A comparative time analysis was conducted to discern the difference between the time taken for manual data extraction using the EPR front-end and a Smart Watcher. The manual extraction process was initiated upon accessing a qualifying patient's data to quantify the time investment per specific data point from an identified patient and ensuring a fair comparison with the automated extraction process. Clinicians navigated to the relevant ward and manually extracted individual patient data, adhering to the defined aim(s) of the Smart Watcher as outlined in Table 1. The manual extraction process was inherently linear, investigating one patient at a time, while the Smart Watcher, executed data extraction across all matching patients within its operational timeframe. A scant number of data discrepancies issues arose involving three Smart Watchers shortly after deployment. The validation process revealed that missing patient data led to their misclassification, this was rectified by adding additional if-else statements to check the length of the resulting dataframes. If no data was present, then the script would skip that query and would inform the requester of the missing data. No additional issues were raised once those issues were rectified.
Results
Smart Watchers demonstrated a substantive reduction in manual effort, consistently saving between 90% and 98.67% of the required time for manual extraction methods, equating to a cumulative annual saving of 1,998.53 h across all Smart Watchers, as seen in Fig. 5:
Smart Watchers and manual extraction were not conducting identical tasks. Manual extraction performed by clinicians was localised to specific, identified patients, while Smart Watchers initiate their queries from all EPR patients and often exceeded the baseline of 10 patients, within a 1–2 min operational window. The theoretical financial savings afforded by Smart Watchers is notable; estimated savings amount to approximately £33,204.35 and £43,991.31 based on FY1 and ST1 hourly rates respectively, alternatively, this translates into an impactful 266.47 clinical workdays towards direct patient care [7].
Discussion
The Smart Watcher system, built on Apache Nifi and Python, represents a significant advancement in clinical data monitoring and alerting. Its visual interface and complex data processing capabilities facilitate efficient extraction, transformation, and ingestion of EPR data from various sources. The inclusion of Python had enabled seamless integration with Nifi and efficient data processing from Elastic indexes and other sources, offering a more flexible approach compared to Elastic Watchers. A comprehensive literature review did not yield any clinical alert systems with comparable complexity and adaptability to the Smart Watcher system, particularly those that can perform data collection, cleansing, and preparation on the fly, such as using Python scripts within NiFi. This integration of advanced data processing directly into the alert system sets Smart Watchers apart, enabling it to handle a broader range of clinical data management tasks more efficiently than traditional systems. While Elastic Watchers represent the closest equivalent, it offers significantly fewer features and less flexibility in handling diverse clinical data types. Smart Watchers demonstrate notable enhancements in operational efficiency by concurrently querying data across EPR systems. This capability allowed for comprehensive dataset amalgamation within condensed timeframes and overcoming limitations of legacy systems. For instance, the Python-based splitter function enables precise term searches within specific time intervals from concatenated clinical notes, a feature not available in previous systems.

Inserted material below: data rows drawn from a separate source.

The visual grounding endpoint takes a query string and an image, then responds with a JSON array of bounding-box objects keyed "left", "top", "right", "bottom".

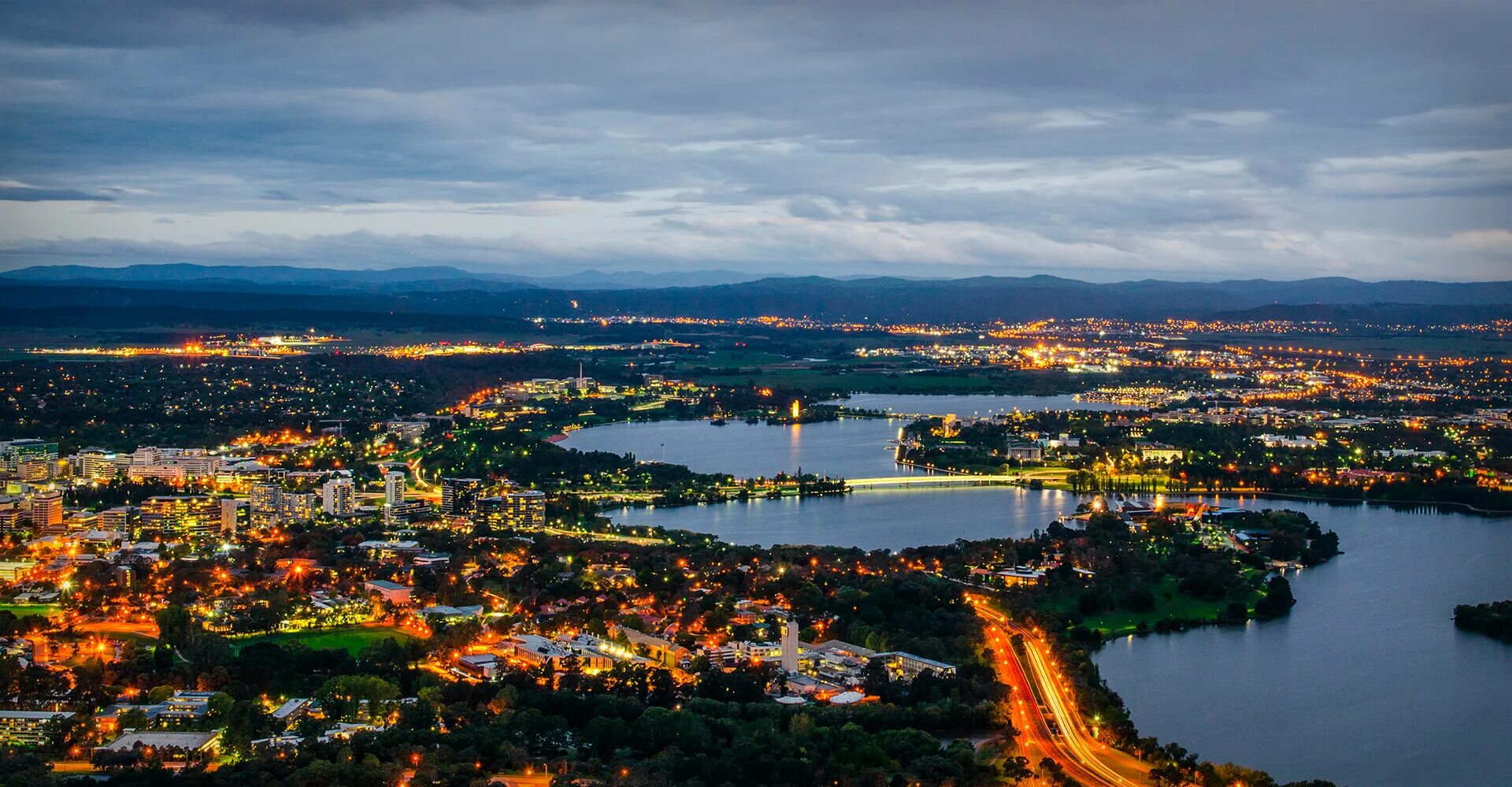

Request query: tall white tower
[
  {"left": 782, "top": 618, "right": 799, "bottom": 672},
  {"left": 383, "top": 470, "right": 404, "bottom": 506}
]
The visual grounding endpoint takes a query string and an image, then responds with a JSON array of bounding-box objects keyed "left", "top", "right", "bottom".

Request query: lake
[
  {"left": 564, "top": 396, "right": 1512, "bottom": 787},
  {"left": 1096, "top": 498, "right": 1512, "bottom": 787}
]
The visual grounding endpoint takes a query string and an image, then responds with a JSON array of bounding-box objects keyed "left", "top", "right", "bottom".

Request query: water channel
[{"left": 564, "top": 396, "right": 1512, "bottom": 787}]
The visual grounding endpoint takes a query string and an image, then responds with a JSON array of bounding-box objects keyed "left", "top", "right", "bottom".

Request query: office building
[
  {"left": 142, "top": 495, "right": 220, "bottom": 539},
  {"left": 0, "top": 495, "right": 21, "bottom": 533},
  {"left": 32, "top": 489, "right": 64, "bottom": 533},
  {"left": 278, "top": 492, "right": 321, "bottom": 522},
  {"left": 74, "top": 448, "right": 117, "bottom": 481},
  {"left": 220, "top": 498, "right": 246, "bottom": 537},
  {"left": 321, "top": 475, "right": 357, "bottom": 516},
  {"left": 478, "top": 489, "right": 546, "bottom": 528},
  {"left": 0, "top": 710, "right": 72, "bottom": 746},
  {"left": 442, "top": 478, "right": 482, "bottom": 518},
  {"left": 100, "top": 506, "right": 142, "bottom": 533},
  {"left": 248, "top": 484, "right": 283, "bottom": 527},
  {"left": 383, "top": 470, "right": 404, "bottom": 506}
]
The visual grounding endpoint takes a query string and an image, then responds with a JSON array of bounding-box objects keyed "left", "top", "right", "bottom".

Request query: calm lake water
[
  {"left": 830, "top": 394, "right": 1136, "bottom": 418},
  {"left": 564, "top": 396, "right": 1512, "bottom": 787},
  {"left": 1096, "top": 498, "right": 1512, "bottom": 787}
]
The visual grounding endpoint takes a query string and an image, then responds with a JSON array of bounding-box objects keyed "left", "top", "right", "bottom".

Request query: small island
[{"left": 1455, "top": 600, "right": 1512, "bottom": 643}]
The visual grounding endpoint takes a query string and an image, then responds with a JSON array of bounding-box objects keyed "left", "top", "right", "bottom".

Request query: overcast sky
[{"left": 0, "top": 0, "right": 1512, "bottom": 280}]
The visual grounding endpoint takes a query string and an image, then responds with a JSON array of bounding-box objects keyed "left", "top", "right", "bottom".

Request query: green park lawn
[
  {"left": 232, "top": 626, "right": 414, "bottom": 655},
  {"left": 0, "top": 604, "right": 62, "bottom": 618},
  {"left": 1048, "top": 577, "right": 1259, "bottom": 637}
]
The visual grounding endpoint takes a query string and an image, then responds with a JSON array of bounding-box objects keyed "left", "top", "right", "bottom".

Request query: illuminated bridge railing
[{"left": 845, "top": 473, "right": 1022, "bottom": 490}]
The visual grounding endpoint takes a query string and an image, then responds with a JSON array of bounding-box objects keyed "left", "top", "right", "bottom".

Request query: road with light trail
[{"left": 971, "top": 596, "right": 1151, "bottom": 787}]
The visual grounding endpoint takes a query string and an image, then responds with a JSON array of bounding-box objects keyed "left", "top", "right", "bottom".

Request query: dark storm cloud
[{"left": 0, "top": 0, "right": 1512, "bottom": 278}]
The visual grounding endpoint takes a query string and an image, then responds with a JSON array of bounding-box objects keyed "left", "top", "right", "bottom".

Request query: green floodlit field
[
  {"left": 232, "top": 626, "right": 414, "bottom": 655},
  {"left": 1049, "top": 577, "right": 1261, "bottom": 637},
  {"left": 0, "top": 604, "right": 62, "bottom": 618}
]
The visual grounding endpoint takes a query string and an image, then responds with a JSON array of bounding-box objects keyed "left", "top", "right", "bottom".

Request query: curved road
[{"left": 968, "top": 596, "right": 1151, "bottom": 787}]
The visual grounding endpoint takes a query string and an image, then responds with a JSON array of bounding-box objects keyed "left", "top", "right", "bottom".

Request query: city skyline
[{"left": 0, "top": 3, "right": 1512, "bottom": 281}]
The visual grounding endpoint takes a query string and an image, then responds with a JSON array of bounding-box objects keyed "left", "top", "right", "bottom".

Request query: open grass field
[
  {"left": 232, "top": 626, "right": 414, "bottom": 655},
  {"left": 0, "top": 604, "right": 62, "bottom": 618},
  {"left": 1049, "top": 577, "right": 1259, "bottom": 637}
]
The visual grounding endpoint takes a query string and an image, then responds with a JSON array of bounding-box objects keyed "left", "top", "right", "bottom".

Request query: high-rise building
[
  {"left": 142, "top": 495, "right": 220, "bottom": 539},
  {"left": 220, "top": 498, "right": 246, "bottom": 537},
  {"left": 248, "top": 484, "right": 283, "bottom": 527},
  {"left": 383, "top": 499, "right": 431, "bottom": 527},
  {"left": 100, "top": 506, "right": 142, "bottom": 536},
  {"left": 278, "top": 492, "right": 321, "bottom": 522},
  {"left": 79, "top": 448, "right": 117, "bottom": 481},
  {"left": 32, "top": 489, "right": 64, "bottom": 533},
  {"left": 782, "top": 618, "right": 799, "bottom": 672},
  {"left": 442, "top": 478, "right": 482, "bottom": 518},
  {"left": 0, "top": 437, "right": 57, "bottom": 470},
  {"left": 0, "top": 495, "right": 30, "bottom": 533},
  {"left": 383, "top": 470, "right": 404, "bottom": 506},
  {"left": 478, "top": 489, "right": 546, "bottom": 528},
  {"left": 321, "top": 475, "right": 357, "bottom": 516}
]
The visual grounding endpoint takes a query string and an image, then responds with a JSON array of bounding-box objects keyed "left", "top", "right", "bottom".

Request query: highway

Despite its advantages, Smart Watcher deployment faces several challenges. Data inconsistencies and incomplete information can compromise accuracy, while poorly ingested documents, especially from OCR, may lead to missed data. Typos can introduce false positives or negatives, and temporal variations in data sources require tailored queries. To address these challenges, several strategies have been implemented, including wildcard and proximity searches, if-else statements for nested queries, and exclusion of non-Unicode characters before regex operations. However, some issues, such as mistyped terms and suboptimal OCR outputs, remain difficult to resolve due to the nature of real-world EPR data. The challenges encountered with Smart Watcher deployment closely align with those noted in a review by Blythe et al., who acknowledge the complexities and obstacles associated with implementing real-time clinical alert systems [8]. Like our findings, they emphasise the need for meticulous system management and continuous refinement, highlighting that overcoming these challenges is an ongoing process. Importantly, Blythe et al. concluded that clinical actions following alerts, such as immediate response and treatment protocols, played a crucial role in the effectiveness of such systems.
The impact of Smart Watchers on clinical practice and research has been substantial. The system has demonstrated significant time savings, estimated at 266.47 clinical workdays with theoretical financial savings ranging £33,204.35 to £43,991.31 per year based on FY1 and ST1 hourly rates. More importantly, Smart Watchers have been successfully applied in various clinical research scenarios, as demonstrated in Table 1. A study focusing on patients with CLL treated with ibrutinib used a Smart Watcher to identify a cohort of 76 patients, retrieving data on concurrent anticoagulant and antiplatelet agent usage, demographics, haematological diagnosis, ibrutinib exposure duration, and bleeding events [9]. In another application, a cardiac team employed a Smart Watcher to recruit 199 patients diagnosed with acute myocarditis. The system facilitated long-term cohort monitoring, leading to the conclusion that patients presenting with arrhythmias had a heightened risk of adverse events [10]. Smart Watchers were also integral in a retrospective observational study on Tumour Lysis Syndrome (TLS) in CLL patients, where the system's efficiency in cohort identification and data extraction revealed that risk category was the sole predictor of TLS events [11]. Furthermore, in a study on thromboprophylaxis prescriptions, Smart Watchers identified an adult patient cohort and retrieved vital treatment information, enabling analysis of prescription appropriateness based on local guidelines [12]. These examples highlight the immense value of Smart Watchers in improving patient pathways and clinical research efficiency. Without these automated systems, the manual identification and investigation of patient cohorts would be considerably more challenging and time-consuming, underscoring the transformational impact of this technology in advancing healthcare outcomes.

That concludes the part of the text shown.